Sempat Hilang Ratusan Tahun, 'Pulau Hantu' Muncul Lagi di Laut Kaspia Secara Misterius Lalu Kembali Lenyap

Pulau ini telah mengalami beberapa kali kemunculan lalu lenyap kembali.

Hari Ariyanti
Oleh Hari Ariyanti - Reporter
Sempat Hilang Ratusan Tahun, 'Pulau Hantu' Muncul Lagi di Laut Kaspia Secara Misterius Lalu Kembali Lenyap
Sempat Hilang Ratusan Tahun, 'Pulau Hantu' Muncul Lagi di Laut Kaspia Secara Misterius Lalu Kembali Lenyap (Merdeka.com)

'Pulau Hantu' yang aneh muncul kembali di Laut Kaspia secara tiba-tiba pada 2023 setelah hilang berabad-abad. Pulau ini, yang terbentuk di puncak gunung lumpur tepian Kumani, muncul kembali pada awal tahun 2023, dan mulai menghilang pada akhir 2024.

Fenomena misterius ini telah memikat para ahli geofisika, terutama karena keberadaannya yang hanya sesaat, seperti dikutip dari Daily Galaxy, Selasa (28/1).

Pulau pertama kali didokumentasikan pada Mei 1861, ketika pertama kali muncul di permukaan Laut Kaspia. Namun, pulau tersebut menghilang pada tahun berikutnya. Sepanjang abad ke-20, pulau ini muncul dan menghilang setidaknya enam kali lagi, dengan masing-masing kejadian berlangsung kurang dari dua tahun.

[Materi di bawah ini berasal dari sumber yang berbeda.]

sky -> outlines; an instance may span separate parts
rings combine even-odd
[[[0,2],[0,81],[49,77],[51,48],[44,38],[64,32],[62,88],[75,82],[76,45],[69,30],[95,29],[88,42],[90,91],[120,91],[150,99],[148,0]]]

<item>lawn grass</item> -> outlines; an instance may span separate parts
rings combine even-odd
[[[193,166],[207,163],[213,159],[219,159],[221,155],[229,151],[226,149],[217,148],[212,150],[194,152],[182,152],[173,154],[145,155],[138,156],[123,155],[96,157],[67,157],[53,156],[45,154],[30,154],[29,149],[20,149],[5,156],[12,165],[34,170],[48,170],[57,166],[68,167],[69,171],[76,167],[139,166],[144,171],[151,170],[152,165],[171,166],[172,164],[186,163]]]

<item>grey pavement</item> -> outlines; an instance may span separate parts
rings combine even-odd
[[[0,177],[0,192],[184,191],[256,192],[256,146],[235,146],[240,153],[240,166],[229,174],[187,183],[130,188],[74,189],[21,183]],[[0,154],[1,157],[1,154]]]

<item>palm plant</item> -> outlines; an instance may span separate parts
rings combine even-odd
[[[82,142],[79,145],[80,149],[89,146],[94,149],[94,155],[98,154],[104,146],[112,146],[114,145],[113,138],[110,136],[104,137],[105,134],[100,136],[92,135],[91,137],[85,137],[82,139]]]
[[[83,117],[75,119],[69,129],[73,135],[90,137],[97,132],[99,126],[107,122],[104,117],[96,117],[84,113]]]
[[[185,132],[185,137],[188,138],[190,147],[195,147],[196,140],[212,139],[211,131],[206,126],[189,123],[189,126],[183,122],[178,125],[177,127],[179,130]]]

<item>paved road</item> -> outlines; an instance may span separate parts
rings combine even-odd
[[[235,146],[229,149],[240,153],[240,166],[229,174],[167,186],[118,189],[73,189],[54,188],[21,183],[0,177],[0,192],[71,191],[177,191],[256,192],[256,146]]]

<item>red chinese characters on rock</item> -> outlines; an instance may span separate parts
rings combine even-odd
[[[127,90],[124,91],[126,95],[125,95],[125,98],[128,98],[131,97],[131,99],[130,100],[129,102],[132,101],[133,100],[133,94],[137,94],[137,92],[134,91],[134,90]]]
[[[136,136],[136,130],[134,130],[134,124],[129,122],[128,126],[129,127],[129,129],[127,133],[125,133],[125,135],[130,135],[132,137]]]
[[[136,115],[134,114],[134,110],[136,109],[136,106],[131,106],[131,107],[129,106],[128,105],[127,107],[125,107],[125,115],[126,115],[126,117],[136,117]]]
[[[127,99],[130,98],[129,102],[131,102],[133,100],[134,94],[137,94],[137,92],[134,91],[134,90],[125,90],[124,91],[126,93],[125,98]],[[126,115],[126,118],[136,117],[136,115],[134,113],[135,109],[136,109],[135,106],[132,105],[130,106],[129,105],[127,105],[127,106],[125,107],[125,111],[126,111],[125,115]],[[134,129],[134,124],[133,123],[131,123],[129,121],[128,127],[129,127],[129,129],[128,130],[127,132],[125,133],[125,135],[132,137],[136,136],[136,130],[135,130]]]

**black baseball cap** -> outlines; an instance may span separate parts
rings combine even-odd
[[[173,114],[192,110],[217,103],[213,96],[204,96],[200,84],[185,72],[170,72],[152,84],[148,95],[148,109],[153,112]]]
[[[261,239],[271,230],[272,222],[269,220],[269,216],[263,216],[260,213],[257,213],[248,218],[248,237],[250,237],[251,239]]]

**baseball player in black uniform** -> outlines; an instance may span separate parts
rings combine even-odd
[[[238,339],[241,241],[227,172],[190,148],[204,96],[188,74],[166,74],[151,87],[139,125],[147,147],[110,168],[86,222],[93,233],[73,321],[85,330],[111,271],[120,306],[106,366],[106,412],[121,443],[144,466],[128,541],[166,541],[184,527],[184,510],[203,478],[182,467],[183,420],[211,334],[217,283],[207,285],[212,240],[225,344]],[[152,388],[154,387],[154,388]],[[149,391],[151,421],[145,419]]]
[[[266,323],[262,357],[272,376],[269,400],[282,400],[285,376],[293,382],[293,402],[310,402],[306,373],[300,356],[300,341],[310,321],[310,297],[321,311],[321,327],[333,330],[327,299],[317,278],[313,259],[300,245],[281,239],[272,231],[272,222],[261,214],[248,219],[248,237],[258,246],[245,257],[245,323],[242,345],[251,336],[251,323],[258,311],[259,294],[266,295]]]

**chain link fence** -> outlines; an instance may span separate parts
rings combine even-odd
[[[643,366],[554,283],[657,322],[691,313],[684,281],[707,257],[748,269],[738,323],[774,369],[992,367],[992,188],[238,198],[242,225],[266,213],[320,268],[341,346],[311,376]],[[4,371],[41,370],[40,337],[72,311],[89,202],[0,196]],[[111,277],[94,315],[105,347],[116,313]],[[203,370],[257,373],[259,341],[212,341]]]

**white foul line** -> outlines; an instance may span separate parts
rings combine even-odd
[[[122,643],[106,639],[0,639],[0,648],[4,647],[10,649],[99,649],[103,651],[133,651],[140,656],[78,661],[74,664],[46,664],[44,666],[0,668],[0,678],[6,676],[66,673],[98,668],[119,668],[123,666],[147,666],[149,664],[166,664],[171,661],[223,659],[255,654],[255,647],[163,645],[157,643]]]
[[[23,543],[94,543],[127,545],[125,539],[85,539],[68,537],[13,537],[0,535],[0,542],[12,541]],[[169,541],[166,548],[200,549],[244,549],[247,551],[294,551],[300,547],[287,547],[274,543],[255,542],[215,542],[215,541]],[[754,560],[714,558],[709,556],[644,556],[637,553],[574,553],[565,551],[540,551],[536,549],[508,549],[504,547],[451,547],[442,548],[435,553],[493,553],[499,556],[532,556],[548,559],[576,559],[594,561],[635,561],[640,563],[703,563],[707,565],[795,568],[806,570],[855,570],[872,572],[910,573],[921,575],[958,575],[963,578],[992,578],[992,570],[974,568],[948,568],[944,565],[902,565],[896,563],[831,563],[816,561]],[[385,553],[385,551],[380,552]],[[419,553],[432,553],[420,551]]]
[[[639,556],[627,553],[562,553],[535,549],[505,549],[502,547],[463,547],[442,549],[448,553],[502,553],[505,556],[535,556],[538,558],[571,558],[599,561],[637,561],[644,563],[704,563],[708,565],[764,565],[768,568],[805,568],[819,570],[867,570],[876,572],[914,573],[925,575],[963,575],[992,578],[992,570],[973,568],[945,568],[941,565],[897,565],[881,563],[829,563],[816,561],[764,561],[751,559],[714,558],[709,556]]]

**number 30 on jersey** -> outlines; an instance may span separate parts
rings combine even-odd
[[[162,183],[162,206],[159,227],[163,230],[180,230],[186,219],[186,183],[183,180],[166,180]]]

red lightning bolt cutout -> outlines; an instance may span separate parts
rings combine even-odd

Kemunculan kembali pulau ini terkait dengan aktivitas gunung lumpur bawah laut yang membentuknya. Ketika gunung berapi meletus, letusan tersebut mendorong sejumlah besar lumpur ke permukaan, sehingga menciptakan daratan sementara. Namun, pada tahun 2023, kemunculan pulau ini terjadi tanpa adanya letusan gunung bawah laut sehingga membuatnya semakin misterius.

Citra satelit dari NASA menangkap kemunculan terakhir pulau itu pada awal tahun 2023, saat pulau itu muncul sekitar 20 kilometer di lepas pantai Azerbaijan. Pada akhir tahun 2024, sebagian besar pulau telah terkikis atau tenggelam, hanya menyisakan pecahannya saja. Meskipun kemunculannya kembali terlihat dalam data satelit, kemunculan pulau ini sebagian besar tidak diketahui.

Kemunculan kembali pulau ini pada 2023 memberikan para ilmuwan kesempatan langka untuk mempelajari gunung lumpur dan interaksinya dengan lingkungan sekitarnya. Sifat sementara dari formasi ini menimbulkan tantangan dan peluang unik untuk penelitian, karena formasi ini memberikan gambaran sekilas tentang kekuatan geologis yang kuat yang berperan di bawah permukaan bumi.

Pada awal 2025, pulau hantu ini hilang kembali, melanjutkan siklusnya yang telah berlangsung selama berabad-abad. Meskipun pulau ini mungkin hilang dari pandangan, kemungkinan besar pulau ini akan muncul kembali di masa depan.